Wat zeker niet meeviel, en daar wil ik toch even over klagen, was het aantal veranderingen tussen 1999 en heden in de wijze waarop juridische auteurs geacht worden verwijzingen naar literatuur en rechtspraak op te schrijven. De Leidraad Juridische Auteurs vergde ook de nodige aanpassingen. Wat me daarbij overigens is opgevallen, is dat opvolgende edities van die Leidraad wijzigingen heeft doorgevoerd die geen enkel nuttig doel dienen. Waarom tegenwoordig NJ 1996, 234 moet worden geschreven als NJ 1996/234 is mij een raadsel. Om nog maar te zwijgen van het werk dat de Asser-serie oplevert; die heeft namelijk niet alleen aan hernummering gedaan, maar hanteert nu ook niet langer ‘nr.’ maar ‘/ ‘ waar het de verwijzing naar een nummer betreft. Alsof we werkelijk niets beters te doen hebben dan ‘nr.’ te vervangen door ‘/ ‘.

asserserie

Een paar aspecten eruit gelicht

Om terug te keren naar hoofdelijkheid: de rechtsontwikkeling heeft niet stilgestaan. Dus mijn inschatting dat de bewerking weinig tijd zou kosten, was onjuist. De rechtsontwikkeling tussen toen en nu viel omvangrijker uit dan ik had verwacht.

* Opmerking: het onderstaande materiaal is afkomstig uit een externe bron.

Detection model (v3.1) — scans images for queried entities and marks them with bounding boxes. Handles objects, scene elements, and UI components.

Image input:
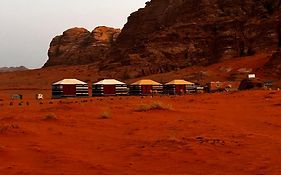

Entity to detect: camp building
[92,79,129,96]
[164,80,196,95]
[52,79,89,98]
[130,79,163,95]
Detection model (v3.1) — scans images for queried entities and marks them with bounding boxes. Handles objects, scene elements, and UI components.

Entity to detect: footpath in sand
[0,91,281,175]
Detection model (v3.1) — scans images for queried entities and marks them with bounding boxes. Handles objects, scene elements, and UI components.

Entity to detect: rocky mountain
[42,0,281,77]
[0,66,28,72]
[44,27,121,67]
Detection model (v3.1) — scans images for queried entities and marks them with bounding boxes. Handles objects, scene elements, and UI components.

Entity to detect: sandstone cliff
[0,66,28,72]
[102,0,281,75]
[44,27,121,67]
[45,0,281,77]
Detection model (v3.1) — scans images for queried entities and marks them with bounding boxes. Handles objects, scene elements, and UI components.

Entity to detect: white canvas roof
[132,79,161,85]
[166,80,194,85]
[53,79,87,85]
[94,79,126,85]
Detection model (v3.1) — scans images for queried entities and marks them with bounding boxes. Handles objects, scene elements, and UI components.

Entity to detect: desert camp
[0,0,281,175]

Uiteraard is er rechtspraak van de Hoge Raad die verwerkt werd in het boek. De Hoge Raad heeft namelijk een aantal arresten gewezen die verduidelijking brachten in de wettelijke regeling van de hoofdelijkheid, bijvoorbeeld voor de vraag :

  • wat het effect van een schikking met de dochtermaatschappij is voor de positie van de moeder die een 403-verklaring heeft afgegeven
  • of en hoe de wanprestatie van de ene medehuurder doorwerkt in de verhouding van de verhuurder tot de andere hoofdelijk verbonden medehuurder
  • in welke mate procedurele voeging en tussenkomst mogelijk is.

Daarnaast heeft de Hoge Raad geoordeeld over de vraag welke verjaringstermijn voor regresvorderingen geldt en wanneer die termijn gaat lopen. Ik durf in dit verband niet te spreken van ‘verduidelijking’, want naar mijn oordeel is de rechtspraak van de Hoge Raad op dit punt onhelder, onjuist en onwerkbaar. In het boek leg ik uitgebreid uit waarom.

Ook kan hier worden gewezen op de Europeanisering van het vermogensrecht; die bereikte ook de regeling van art. 6:6 e.v. BW, bijvoorbeeld met de Richtlijn kartelschade (Richtlijn 2014/104/EU), die o.a. in Boek 6 geïmplementeerd zal worden (wetsvoorstel 34 490).  Zie daarover uiteraard het boek ‘Hoofdelijke verbintenissen’ en al eerder mijn bijdrage “Kartelschade, hoofdelijke aansprakelijkheid en wetsvoorstel 34 490“, WPNR 2016/7127, p. 949 e.v.

Een laatste aspect dat ik hier noem, betreft de samenloop van eigen schuld en medeschuld. Daarvoor kent de wet een regeling in art. 6:102 lid 2 BW. Die bepaling is erg ingewikkeld en is, zo laat ik zien in mijn boek, het resultaat van gebrekkige rechtsvergelijking met Duits recht. In het boek ontvouw ik een alternatieve benaderingswijze van samenloop van eigen schuld en medeschuld, die hopelijk simpeler en rechtvaardiger is.